WeRelate:Suggestions/Automatically delete "emtpy" pages for living people

Contents

Original Suggestion and Discussion

I am proposing that pages for Living people that are not connected to any spouse pages be deleted from the database automatically by bot. There are thousands of such pages on WR that were created upon gedcom upload prior to the new system of excluding these individuals. These pages were stripped of their information and are essentially empty. I believe keeping them on WR causes confusion to new users. I have seen new users enter in vital information for these people, with the mistaken belief that WR accepts pages for living people. The bot should delete pages that are not connected to a spouse such as Person:Living Rank (12) and that contain no other information. Living pages that are connected to spouses like Person:Living Piontek (1) would likely need to be dealt with manually. --Jennifer (JBS66) 06:23, 17 November 2011 (EST)

Not an issue that I have particularly been involved in, but why differentiate those with spouses? It seems like those should be deleted as well and the spouse left with an unknown partner? On a different issue: I don't think it is limited to the Lane family, just my knowledge of it, but "Living" was actually used as a name for a while (e.g., Person:Living Lane (105) and Person:Living Lane (106)), so I was also led to wonder how exactly is it determined that people are living? --Jrich 08:54, 17 November 2011 (EST)
I did not know that Living was actually a given name, thank you for posting examples of that.
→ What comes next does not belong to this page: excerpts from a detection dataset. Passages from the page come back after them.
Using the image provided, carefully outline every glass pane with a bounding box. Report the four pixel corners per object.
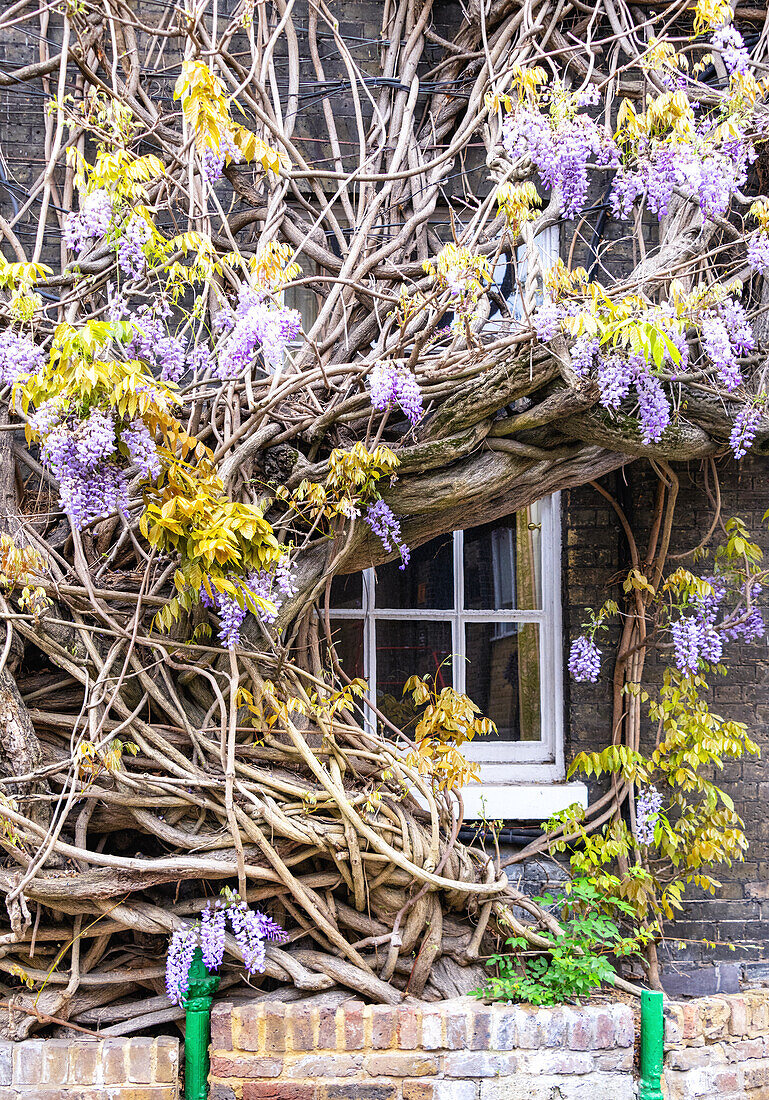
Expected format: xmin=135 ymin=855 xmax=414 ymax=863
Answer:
xmin=465 ymin=623 xmax=542 ymax=741
xmin=375 ymin=535 xmax=454 ymax=611
xmin=330 ymin=573 xmax=363 ymax=609
xmin=376 ymin=619 xmax=451 ymax=733
xmin=284 ymin=277 xmax=318 ymax=332
xmin=464 ymin=503 xmax=542 ymax=612
xmin=331 ymin=618 xmax=365 ymax=680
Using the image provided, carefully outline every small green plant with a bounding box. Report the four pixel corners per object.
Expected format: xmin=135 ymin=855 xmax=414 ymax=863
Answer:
xmin=474 ymin=879 xmax=641 ymax=1004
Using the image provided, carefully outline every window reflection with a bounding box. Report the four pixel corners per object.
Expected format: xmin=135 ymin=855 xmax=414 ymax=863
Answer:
xmin=465 ymin=623 xmax=542 ymax=741
xmin=376 ymin=619 xmax=452 ymax=733
xmin=464 ymin=505 xmax=542 ymax=611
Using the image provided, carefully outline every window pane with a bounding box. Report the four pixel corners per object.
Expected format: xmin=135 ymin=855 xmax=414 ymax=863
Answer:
xmin=465 ymin=623 xmax=542 ymax=741
xmin=464 ymin=504 xmax=542 ymax=612
xmin=376 ymin=619 xmax=451 ymax=732
xmin=330 ymin=573 xmax=363 ymax=609
xmin=375 ymin=535 xmax=454 ymax=611
xmin=331 ymin=618 xmax=365 ymax=680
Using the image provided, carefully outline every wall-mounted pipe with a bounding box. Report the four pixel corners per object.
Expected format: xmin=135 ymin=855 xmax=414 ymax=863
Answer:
xmin=638 ymin=989 xmax=664 ymax=1100
xmin=184 ymin=947 xmax=219 ymax=1100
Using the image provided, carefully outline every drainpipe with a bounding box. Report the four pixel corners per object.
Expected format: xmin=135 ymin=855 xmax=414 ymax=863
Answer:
xmin=184 ymin=947 xmax=219 ymax=1100
xmin=638 ymin=989 xmax=664 ymax=1100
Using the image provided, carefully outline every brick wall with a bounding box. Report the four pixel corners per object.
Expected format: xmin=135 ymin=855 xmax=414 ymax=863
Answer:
xmin=0 ymin=1036 xmax=179 ymax=1100
xmin=664 ymin=990 xmax=769 ymax=1100
xmin=210 ymin=998 xmax=634 ymax=1100
xmin=563 ymin=455 xmax=769 ymax=981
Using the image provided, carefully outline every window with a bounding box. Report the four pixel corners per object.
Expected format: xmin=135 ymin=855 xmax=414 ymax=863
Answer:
xmin=331 ymin=494 xmax=584 ymax=820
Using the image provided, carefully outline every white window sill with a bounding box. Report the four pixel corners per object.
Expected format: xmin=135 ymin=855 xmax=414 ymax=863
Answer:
xmin=462 ymin=783 xmax=587 ymax=822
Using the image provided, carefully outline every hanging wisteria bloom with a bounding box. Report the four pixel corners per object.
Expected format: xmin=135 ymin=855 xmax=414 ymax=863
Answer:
xmin=165 ymin=891 xmax=287 ymax=1004
xmin=30 ymin=399 xmax=128 ymax=529
xmin=64 ymin=190 xmax=113 ymax=255
xmin=200 ymin=556 xmax=296 ymax=649
xmin=569 ymin=634 xmax=601 ymax=684
xmin=701 ymin=298 xmax=755 ymax=393
xmin=729 ymin=404 xmax=763 ymax=459
xmin=0 ymin=329 xmax=45 ymax=386
xmin=213 ymin=285 xmax=301 ymax=380
xmin=612 ymin=120 xmax=755 ymax=218
xmin=369 ymin=363 xmax=424 ymax=424
xmin=571 ymin=336 xmax=600 ymax=378
xmin=125 ymin=301 xmax=187 ymax=382
xmin=636 ymin=787 xmax=662 ymax=844
xmin=748 ymin=231 xmax=769 ymax=275
xmin=532 ymin=301 xmax=563 ymax=343
xmin=120 ymin=420 xmax=162 ymax=479
xmin=364 ymin=498 xmax=411 ymax=569
xmin=713 ymin=25 xmax=750 ymax=76
xmin=118 ymin=215 xmax=152 ymax=278
xmin=202 ymin=130 xmax=243 ymax=182
xmin=502 ymin=97 xmax=617 ymax=218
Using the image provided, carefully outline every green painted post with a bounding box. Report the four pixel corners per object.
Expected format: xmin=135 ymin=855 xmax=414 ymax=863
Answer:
xmin=184 ymin=947 xmax=219 ymax=1100
xmin=638 ymin=989 xmax=664 ymax=1100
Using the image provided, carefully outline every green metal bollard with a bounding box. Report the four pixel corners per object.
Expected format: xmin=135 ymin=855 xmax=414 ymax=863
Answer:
xmin=638 ymin=989 xmax=664 ymax=1100
xmin=184 ymin=947 xmax=219 ymax=1100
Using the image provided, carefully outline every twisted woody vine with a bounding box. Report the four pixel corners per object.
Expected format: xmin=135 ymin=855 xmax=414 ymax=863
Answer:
xmin=0 ymin=0 xmax=769 ymax=1037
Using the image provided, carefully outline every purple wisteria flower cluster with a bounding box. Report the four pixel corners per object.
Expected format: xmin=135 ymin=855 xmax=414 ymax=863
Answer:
xmin=713 ymin=24 xmax=750 ymax=76
xmin=611 ymin=135 xmax=756 ymax=218
xmin=364 ymin=497 xmax=411 ymax=569
xmin=120 ymin=420 xmax=162 ymax=479
xmin=0 ymin=329 xmax=45 ymax=386
xmin=213 ymin=285 xmax=301 ymax=380
xmin=202 ymin=130 xmax=243 ymax=183
xmin=636 ymin=787 xmax=662 ymax=844
xmin=200 ymin=556 xmax=296 ymax=649
xmin=748 ymin=230 xmax=769 ymax=275
xmin=369 ymin=363 xmax=425 ymax=424
xmin=670 ymin=576 xmax=766 ymax=674
xmin=125 ymin=301 xmax=190 ymax=382
xmin=701 ymin=298 xmax=756 ymax=393
xmin=502 ymin=107 xmax=618 ymax=218
xmin=569 ymin=634 xmax=601 ymax=684
xmin=30 ymin=398 xmax=128 ymax=529
xmin=165 ymin=893 xmax=288 ymax=1004
xmin=30 ymin=397 xmax=161 ymax=530
xmin=729 ymin=402 xmax=763 ymax=459
xmin=572 ymin=336 xmax=670 ymax=446
xmin=534 ymin=297 xmax=760 ymax=458
xmin=118 ymin=215 xmax=152 ymax=278
xmin=64 ymin=189 xmax=114 ymax=256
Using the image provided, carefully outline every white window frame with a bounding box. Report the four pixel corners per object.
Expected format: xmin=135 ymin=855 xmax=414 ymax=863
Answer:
xmin=330 ymin=493 xmax=573 ymax=787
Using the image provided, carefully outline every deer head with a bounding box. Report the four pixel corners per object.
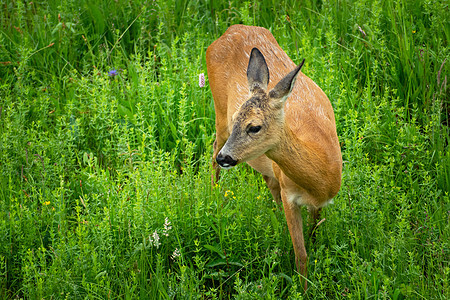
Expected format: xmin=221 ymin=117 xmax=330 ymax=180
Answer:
xmin=216 ymin=48 xmax=305 ymax=168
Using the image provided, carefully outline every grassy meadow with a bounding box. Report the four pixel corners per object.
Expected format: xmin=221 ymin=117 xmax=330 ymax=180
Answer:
xmin=0 ymin=0 xmax=450 ymax=299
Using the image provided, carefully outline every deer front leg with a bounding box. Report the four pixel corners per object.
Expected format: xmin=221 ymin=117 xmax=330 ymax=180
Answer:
xmin=263 ymin=175 xmax=281 ymax=205
xmin=281 ymin=189 xmax=308 ymax=290
xmin=211 ymin=138 xmax=220 ymax=186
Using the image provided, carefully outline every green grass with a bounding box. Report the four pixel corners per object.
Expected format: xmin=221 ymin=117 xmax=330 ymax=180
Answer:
xmin=0 ymin=0 xmax=450 ymax=299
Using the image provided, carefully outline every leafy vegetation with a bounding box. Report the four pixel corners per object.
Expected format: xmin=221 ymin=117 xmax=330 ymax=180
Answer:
xmin=0 ymin=0 xmax=450 ymax=299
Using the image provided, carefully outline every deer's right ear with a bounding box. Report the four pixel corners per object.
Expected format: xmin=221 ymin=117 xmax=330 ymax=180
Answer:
xmin=247 ymin=48 xmax=269 ymax=93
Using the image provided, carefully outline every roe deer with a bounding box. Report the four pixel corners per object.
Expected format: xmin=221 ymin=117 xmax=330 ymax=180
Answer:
xmin=206 ymin=25 xmax=342 ymax=288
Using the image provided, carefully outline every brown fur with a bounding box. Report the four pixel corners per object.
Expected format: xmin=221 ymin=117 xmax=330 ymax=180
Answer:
xmin=206 ymin=25 xmax=342 ymax=287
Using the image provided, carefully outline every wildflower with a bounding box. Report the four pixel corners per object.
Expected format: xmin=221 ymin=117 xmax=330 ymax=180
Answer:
xmin=163 ymin=217 xmax=172 ymax=236
xmin=198 ymin=73 xmax=205 ymax=87
xmin=108 ymin=69 xmax=117 ymax=77
xmin=358 ymin=25 xmax=367 ymax=37
xmin=148 ymin=230 xmax=161 ymax=248
xmin=171 ymin=248 xmax=181 ymax=260
xmin=225 ymin=190 xmax=234 ymax=197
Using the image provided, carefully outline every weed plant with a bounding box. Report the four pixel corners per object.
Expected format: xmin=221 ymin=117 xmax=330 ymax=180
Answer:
xmin=0 ymin=0 xmax=450 ymax=299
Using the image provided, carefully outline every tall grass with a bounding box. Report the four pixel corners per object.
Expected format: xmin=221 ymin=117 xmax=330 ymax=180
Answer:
xmin=0 ymin=0 xmax=450 ymax=299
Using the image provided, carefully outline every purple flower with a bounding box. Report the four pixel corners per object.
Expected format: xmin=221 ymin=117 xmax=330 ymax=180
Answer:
xmin=198 ymin=73 xmax=205 ymax=87
xmin=108 ymin=69 xmax=117 ymax=77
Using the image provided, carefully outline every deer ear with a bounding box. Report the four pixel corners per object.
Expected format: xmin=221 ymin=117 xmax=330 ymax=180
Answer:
xmin=247 ymin=48 xmax=269 ymax=93
xmin=269 ymin=59 xmax=305 ymax=105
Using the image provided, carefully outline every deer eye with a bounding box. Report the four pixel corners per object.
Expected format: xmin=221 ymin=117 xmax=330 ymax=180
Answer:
xmin=247 ymin=126 xmax=261 ymax=133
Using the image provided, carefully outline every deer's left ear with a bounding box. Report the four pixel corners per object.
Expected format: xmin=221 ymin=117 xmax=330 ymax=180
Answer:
xmin=247 ymin=48 xmax=269 ymax=93
xmin=269 ymin=59 xmax=305 ymax=105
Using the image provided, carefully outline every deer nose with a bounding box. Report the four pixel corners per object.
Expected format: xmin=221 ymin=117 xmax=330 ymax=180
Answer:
xmin=216 ymin=153 xmax=237 ymax=168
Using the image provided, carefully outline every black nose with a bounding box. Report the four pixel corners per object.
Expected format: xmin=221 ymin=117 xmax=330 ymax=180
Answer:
xmin=216 ymin=153 xmax=237 ymax=168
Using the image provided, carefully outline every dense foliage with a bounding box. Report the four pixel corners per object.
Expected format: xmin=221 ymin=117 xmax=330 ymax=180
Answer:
xmin=0 ymin=0 xmax=450 ymax=299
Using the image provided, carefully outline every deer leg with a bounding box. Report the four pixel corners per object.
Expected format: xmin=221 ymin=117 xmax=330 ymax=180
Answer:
xmin=211 ymin=139 xmax=220 ymax=186
xmin=308 ymin=206 xmax=322 ymax=243
xmin=281 ymin=190 xmax=308 ymax=290
xmin=263 ymin=175 xmax=281 ymax=209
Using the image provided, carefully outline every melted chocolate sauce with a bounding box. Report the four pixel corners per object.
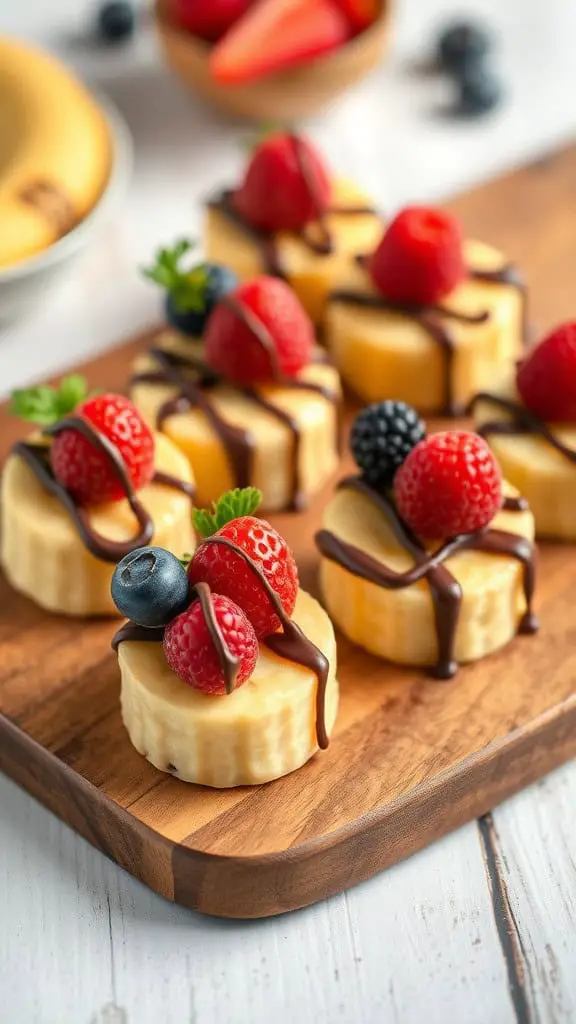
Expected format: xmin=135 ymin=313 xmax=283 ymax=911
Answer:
xmin=316 ymin=477 xmax=538 ymax=679
xmin=132 ymin=331 xmax=339 ymax=511
xmin=466 ymin=391 xmax=576 ymax=463
xmin=112 ymin=537 xmax=330 ymax=750
xmin=12 ymin=416 xmax=194 ymax=563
I suggested that only those without spouses be deleted by bot, because I believe those with spouses will need to be evaluated by a person before being deleted. There are thousands of pages that were scrubbed of their data and are left essentially useless. I was hoping that we could devise a way to remove these pages in an automated way. The basic criteria of no spouse, no birth or death date, no text whatsoever on the page is a place we may be able to start in removing these from the database. You asked how these people are determined living. I believe the gedcom uploader looks at the date of birth and dates of parent's birth - if the person was born within the last 110 years and does not have a death date, they are marked as living. In the current gedcom upload process, these pages are excluded from upload. Dallan would have more info on the specifics of this process though. --Jennifer (JBS66) 09:16, 17 November 2011 (EST)
Again, I have not been working on this issue, so my questions may be naive. What are the spouses being evaluated for? That a living person has snuck in and not been labeled living? The case I looked at, the living person's spouse had a birth and death date and seemed legitimate. Presumably this kind of page (the spouse) doesn't want to be deleted, so the choices would seem to be: leave the living person as Living, or delete their page and leave the valid spouse married to Unknown. To me, either one still almost begs some detail-oriented person (a good trait in genealogy) to add information to complete the picture. In the big picture, the person represented by the Living page does actually exist, and will some day become a legitimate object for shared research without endangering privacy, so leaving the page as a placeholder doesn't seem all that objectionable to me, if it was properly identified as such. If labeling the page as "Living" is not sufficient, could a template be added that warns people not to add data to living people (so users stumbling on the page, that don't know the rules, won't be tempted to do so prematurely)? Many decades from now, when the person is no longer living, somebody can come in and legitimately add all the data and remove the template. --Jrich 09:46, 17 November 2011 (EST)
The gedcom uploader determines that someone is living if they've been born/christened in the past 110 years without anything in a death or burial field, or if they have no birth/christening date but their spouse or children are determined to be living, or if their parents are born within 130 years I believe. Currently, the uploader doesn't import anyone it determines to be living, even if they have a spouse. Previously, it would create empty pages for these people, with a name of "Living Surname", a gender, and nothing else. What if I write a program to delete all pages that have only a given name of "Living," a surname, a gender, and nothing else? Also, to avoid upsetting people, the program would delete only pages that were created by gedcom upload and haven't been edited since. Pages that have been edited on-line would have to be deleted manually after a human review, if someone wants to do that. Yes, we'd be deleting placeholder pages, but the deleted pages would all be empty, and it wouldn't be difficult to re-create them after the person had passed away. This would make the website conform to our current policy of "no pages for living" (see WeRelate:Policy). It might inadvertently delete a few pages for dead people whose givenname is "Living", which is a concern, but if there's nothing else on the page, we haven't lost a lot of information by deleting those pages. Thoughts?--Dallan 16:54, 23 November 2011 (EST)
What about the family pages where there are one or more living spouses? Would those need to be deleted by hand? --Jennifer (JBS66) 16:58, 23 November 2011 (EST)
I could apply the same rules that the current gedcom uploader uses: a family page is created only if there are multiple deceased family members, or if there is one deceased family member and an event or some other information. So the program could also remove the associated family pages of a living person if they didn't meet one of those two criteria.--Dallan 23:32, 23 November 2011 (EST)
Sounds like a good plan to me! --Jennifer (JBS66) 06:46, 25 November 2011 (EST)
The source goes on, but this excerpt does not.